1st period - AP English Language (11th graders), 37 students
We're working with: the rhetorical triangle; video making, production, and analysis; pedantic grammar; blogging; communication/argumentation skills; patterning/finding arguments; puppets; and creating our own video SparkNotes for Of Mice And Men. We have a longer-term Blank White Page (genius hour) project hanging out on the back burner, and as you will see shortly, a new project impending.
Next, we began scripting puppet videos for the purposes of teaching slightly more elevated grammatical concepts-- things like "the difference between gerunds, verbs, and participles," and "recognizing independent and dependent clauses + the punctuation that goes with them." They had to script a video (90 seconds or less) that taught the rule, was funny/engaging, and required a conversation with the puppet (or between two puppets). This happened for about thirty minutes, though it felt like much less time than that.
We closed class by picking up on the tail end of a project we started last week: making video SparkNotes of the first two chapters of Of Mice and Men. Most groups had filmed puppet skits for chapter 1 (I'll share some of the finished ones tomorrow), but hadn't gotten into chapter 2 yet. The students seemed to struggle more with chapter 2-- it has many more characters, and since the chapter summaries need to be less than a minute, it forces the students to pick out the most important information. And often, it's more difficult to cull out fluff and compress your argument than it is to keep adding extras and hope some of it is good enough.
2nd period - planning
This is when I read the Wiggins article I cited above, and, while talking to Cheryl, had one of those, "holy crap this could be really cool" moments. After I read the article, we decided that the students for the rest of the day should start with writing a blog post about what their period-by-period day looked/felt like, leading towards making a one minute video clip that talked about their typical day--maybe with puppets, maybe not. This will tie back into AP tomorrow or Wednesday, too-- it's a great speaker/purpose/audience task, one that can easily be adjusted to the academic level of the students.

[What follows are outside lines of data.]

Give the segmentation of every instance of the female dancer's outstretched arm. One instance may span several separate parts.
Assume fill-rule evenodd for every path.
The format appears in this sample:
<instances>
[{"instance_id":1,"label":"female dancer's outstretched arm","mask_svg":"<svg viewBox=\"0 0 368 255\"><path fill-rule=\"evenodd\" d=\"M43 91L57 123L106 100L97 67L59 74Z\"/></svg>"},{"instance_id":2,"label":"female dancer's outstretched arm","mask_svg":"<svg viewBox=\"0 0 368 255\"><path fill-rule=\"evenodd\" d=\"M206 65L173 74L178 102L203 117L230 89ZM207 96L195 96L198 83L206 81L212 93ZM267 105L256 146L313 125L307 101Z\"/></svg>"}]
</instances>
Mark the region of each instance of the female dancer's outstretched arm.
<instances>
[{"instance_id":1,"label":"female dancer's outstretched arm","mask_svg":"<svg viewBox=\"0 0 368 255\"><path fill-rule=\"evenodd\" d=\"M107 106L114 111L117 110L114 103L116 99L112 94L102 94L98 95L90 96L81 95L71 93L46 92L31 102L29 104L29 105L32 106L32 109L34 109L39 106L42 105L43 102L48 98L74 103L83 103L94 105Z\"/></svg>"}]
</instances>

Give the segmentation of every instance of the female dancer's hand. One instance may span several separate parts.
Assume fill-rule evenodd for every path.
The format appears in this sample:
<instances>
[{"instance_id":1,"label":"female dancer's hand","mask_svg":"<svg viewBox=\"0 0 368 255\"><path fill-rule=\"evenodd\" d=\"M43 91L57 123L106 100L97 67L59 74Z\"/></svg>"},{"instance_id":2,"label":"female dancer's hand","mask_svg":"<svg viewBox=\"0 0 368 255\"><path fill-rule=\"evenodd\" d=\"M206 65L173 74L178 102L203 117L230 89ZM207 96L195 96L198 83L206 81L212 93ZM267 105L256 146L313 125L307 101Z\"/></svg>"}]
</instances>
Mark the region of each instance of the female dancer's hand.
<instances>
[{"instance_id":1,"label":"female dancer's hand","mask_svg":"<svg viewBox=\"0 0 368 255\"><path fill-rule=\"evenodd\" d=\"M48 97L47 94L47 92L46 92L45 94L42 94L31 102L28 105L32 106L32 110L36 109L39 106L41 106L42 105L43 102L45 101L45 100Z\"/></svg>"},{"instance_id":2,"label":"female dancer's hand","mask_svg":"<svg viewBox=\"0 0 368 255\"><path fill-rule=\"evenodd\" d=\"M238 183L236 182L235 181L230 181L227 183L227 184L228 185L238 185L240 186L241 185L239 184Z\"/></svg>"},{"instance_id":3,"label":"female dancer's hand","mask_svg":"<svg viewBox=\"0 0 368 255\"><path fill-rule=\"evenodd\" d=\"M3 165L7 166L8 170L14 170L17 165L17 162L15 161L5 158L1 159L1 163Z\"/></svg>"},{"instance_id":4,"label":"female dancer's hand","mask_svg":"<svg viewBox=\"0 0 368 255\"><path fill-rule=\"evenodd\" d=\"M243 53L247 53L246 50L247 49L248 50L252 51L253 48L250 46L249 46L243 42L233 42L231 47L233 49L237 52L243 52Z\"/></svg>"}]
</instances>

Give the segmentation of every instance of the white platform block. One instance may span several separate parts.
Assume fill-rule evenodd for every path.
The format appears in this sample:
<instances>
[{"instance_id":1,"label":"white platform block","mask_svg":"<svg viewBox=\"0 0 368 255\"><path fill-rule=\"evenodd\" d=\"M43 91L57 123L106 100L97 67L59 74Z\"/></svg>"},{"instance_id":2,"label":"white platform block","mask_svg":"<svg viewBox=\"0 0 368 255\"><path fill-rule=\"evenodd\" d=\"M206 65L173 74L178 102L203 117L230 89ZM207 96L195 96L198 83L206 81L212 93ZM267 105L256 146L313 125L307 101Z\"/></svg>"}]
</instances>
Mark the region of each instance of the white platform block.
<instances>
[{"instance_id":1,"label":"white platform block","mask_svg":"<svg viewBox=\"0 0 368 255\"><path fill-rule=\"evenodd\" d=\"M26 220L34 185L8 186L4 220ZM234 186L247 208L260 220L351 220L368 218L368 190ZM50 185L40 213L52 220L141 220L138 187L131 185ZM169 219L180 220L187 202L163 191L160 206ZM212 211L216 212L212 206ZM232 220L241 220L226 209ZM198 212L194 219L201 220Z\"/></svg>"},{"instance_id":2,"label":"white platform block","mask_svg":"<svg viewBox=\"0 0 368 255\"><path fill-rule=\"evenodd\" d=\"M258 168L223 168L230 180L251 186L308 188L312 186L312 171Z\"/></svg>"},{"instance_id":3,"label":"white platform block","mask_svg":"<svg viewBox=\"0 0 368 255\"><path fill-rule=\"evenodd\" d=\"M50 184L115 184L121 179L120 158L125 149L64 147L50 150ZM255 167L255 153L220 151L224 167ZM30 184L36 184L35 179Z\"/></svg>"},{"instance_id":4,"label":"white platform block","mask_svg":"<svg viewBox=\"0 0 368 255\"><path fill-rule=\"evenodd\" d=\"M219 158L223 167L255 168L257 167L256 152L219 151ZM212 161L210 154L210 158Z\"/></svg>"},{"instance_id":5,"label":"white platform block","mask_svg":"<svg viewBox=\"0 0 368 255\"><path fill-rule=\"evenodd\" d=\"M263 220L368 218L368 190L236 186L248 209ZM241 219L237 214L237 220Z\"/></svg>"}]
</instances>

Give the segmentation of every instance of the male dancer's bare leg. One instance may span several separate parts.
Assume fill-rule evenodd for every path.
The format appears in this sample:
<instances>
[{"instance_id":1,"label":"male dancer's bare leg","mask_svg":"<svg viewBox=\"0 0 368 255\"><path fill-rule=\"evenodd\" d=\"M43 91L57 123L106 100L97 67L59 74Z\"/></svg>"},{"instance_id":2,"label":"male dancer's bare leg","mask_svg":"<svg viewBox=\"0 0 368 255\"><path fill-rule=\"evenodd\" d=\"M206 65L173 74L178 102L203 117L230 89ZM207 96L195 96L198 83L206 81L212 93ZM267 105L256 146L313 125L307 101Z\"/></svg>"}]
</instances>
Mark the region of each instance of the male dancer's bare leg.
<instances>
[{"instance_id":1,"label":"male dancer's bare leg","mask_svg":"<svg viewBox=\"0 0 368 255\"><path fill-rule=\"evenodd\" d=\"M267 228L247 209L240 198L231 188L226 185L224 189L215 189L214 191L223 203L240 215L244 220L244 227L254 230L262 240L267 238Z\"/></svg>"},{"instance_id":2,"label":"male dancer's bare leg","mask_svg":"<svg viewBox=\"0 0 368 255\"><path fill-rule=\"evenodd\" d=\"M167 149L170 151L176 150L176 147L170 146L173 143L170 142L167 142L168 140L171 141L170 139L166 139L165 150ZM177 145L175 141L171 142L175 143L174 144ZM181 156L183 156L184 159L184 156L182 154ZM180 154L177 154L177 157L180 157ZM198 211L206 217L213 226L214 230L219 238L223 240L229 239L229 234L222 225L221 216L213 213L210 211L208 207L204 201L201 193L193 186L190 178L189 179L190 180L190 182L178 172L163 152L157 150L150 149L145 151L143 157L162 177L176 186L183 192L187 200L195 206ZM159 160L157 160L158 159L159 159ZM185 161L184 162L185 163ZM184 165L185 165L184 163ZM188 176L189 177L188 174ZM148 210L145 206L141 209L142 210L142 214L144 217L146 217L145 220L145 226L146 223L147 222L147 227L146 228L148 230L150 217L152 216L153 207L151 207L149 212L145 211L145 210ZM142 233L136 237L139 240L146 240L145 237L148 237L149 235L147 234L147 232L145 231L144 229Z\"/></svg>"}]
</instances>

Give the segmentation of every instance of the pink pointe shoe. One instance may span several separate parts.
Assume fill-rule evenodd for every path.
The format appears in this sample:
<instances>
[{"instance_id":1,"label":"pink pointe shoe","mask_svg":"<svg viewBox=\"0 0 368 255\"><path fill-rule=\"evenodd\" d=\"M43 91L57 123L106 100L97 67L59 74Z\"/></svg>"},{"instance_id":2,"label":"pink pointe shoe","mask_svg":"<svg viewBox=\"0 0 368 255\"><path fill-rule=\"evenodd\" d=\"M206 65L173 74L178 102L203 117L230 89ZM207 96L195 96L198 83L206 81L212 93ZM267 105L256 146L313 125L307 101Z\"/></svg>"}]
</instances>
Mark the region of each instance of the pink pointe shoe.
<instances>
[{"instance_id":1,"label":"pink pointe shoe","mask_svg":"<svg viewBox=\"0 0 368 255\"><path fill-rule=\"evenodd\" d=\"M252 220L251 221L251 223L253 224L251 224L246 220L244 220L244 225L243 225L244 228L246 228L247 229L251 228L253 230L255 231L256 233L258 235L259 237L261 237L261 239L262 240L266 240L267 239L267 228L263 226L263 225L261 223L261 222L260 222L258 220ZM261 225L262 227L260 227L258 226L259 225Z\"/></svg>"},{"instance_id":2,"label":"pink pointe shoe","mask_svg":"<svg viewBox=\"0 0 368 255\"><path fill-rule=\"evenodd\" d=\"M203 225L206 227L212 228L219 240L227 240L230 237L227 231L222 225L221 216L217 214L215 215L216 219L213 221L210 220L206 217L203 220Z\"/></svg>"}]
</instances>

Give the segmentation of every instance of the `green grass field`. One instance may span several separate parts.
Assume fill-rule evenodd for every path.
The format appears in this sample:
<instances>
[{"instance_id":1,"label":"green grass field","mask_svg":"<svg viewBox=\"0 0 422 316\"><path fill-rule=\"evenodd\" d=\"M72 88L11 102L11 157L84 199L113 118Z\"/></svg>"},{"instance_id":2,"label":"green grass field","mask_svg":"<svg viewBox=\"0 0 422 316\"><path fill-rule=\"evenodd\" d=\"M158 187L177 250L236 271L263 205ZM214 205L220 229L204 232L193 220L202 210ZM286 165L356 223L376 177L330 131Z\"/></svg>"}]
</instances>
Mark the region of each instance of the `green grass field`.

3rd period - Desktop Publishing, 27 students
Yes, you did read that right- a conversation I had 2nd period changed the plans for the rest of the day. That's kinda the definition of "concerted chaos": the willingness to go with whatever works and inspires and connects and helps students make meaning, whether that idea comes two weeks before or fifteen minutes before.
Here's the assignment as given to these kids via Google Classroom:
Read the article/blog post at http://grantwiggins.wordpress.com/2014/10/10/a-veteran-teacher-turned-coach-shadows-2-students-for-2-days-a-sobering-lesson-learned/
This describes the day of a teacher who followed two students for two full days and did everything (class-related) that they did.
I need you to do 2 things after reading.
1. Go on your blog and write a response to the following questions:
What would I see, what would I feel, and what would I do IF I followed YOU all day for one school day and did everything (classwork-wise) that you do?
2. Each person in here needs to film (probably on their phone or their friend's phone) a 1-minute video that kind of summarizes the content on their blog post. I want you to talk about your school day. I want stories. You can do this in partners, bc it's way easier to talk TO SOMEONE than it is to talk to a camera by yourself. Your actual submission to this assignment should be the video-- either attached after you uploaded it to GDrive, or the youtube link.
4th period: English 11 (American Lit), 33 students
This class is mostly boys and meets for ninety minutes at the very end of the school day. So, we usually have to stay pretty active and change tasks a lot to keep focus on the task at hand. I know that when I'm in long-form PD, I am usually mentally drained/done by lunch time, and I try really hard to keep it high-interest and not hover too long on one topic.
Today's class was very similar to 3rd period, except without the "make a video" cycle, which I'm saving for tomorrow or Wednesday. So they wrote a blog post about what their typical school day looks like, plus this other little assignment:
Make a doc and describe your puppet (physically) as closely as you can. You may only include physical descriptors. You MAY NOT SAY things like "this is a minion" or "this is Bob Marley."
So, that's a day in the life of my students and me. Obviously, it leaves out the hundreds of individual conversations/conferences/hand-holdings/hugs/announcements/interruptions for makeup picture day that make up a typical school day.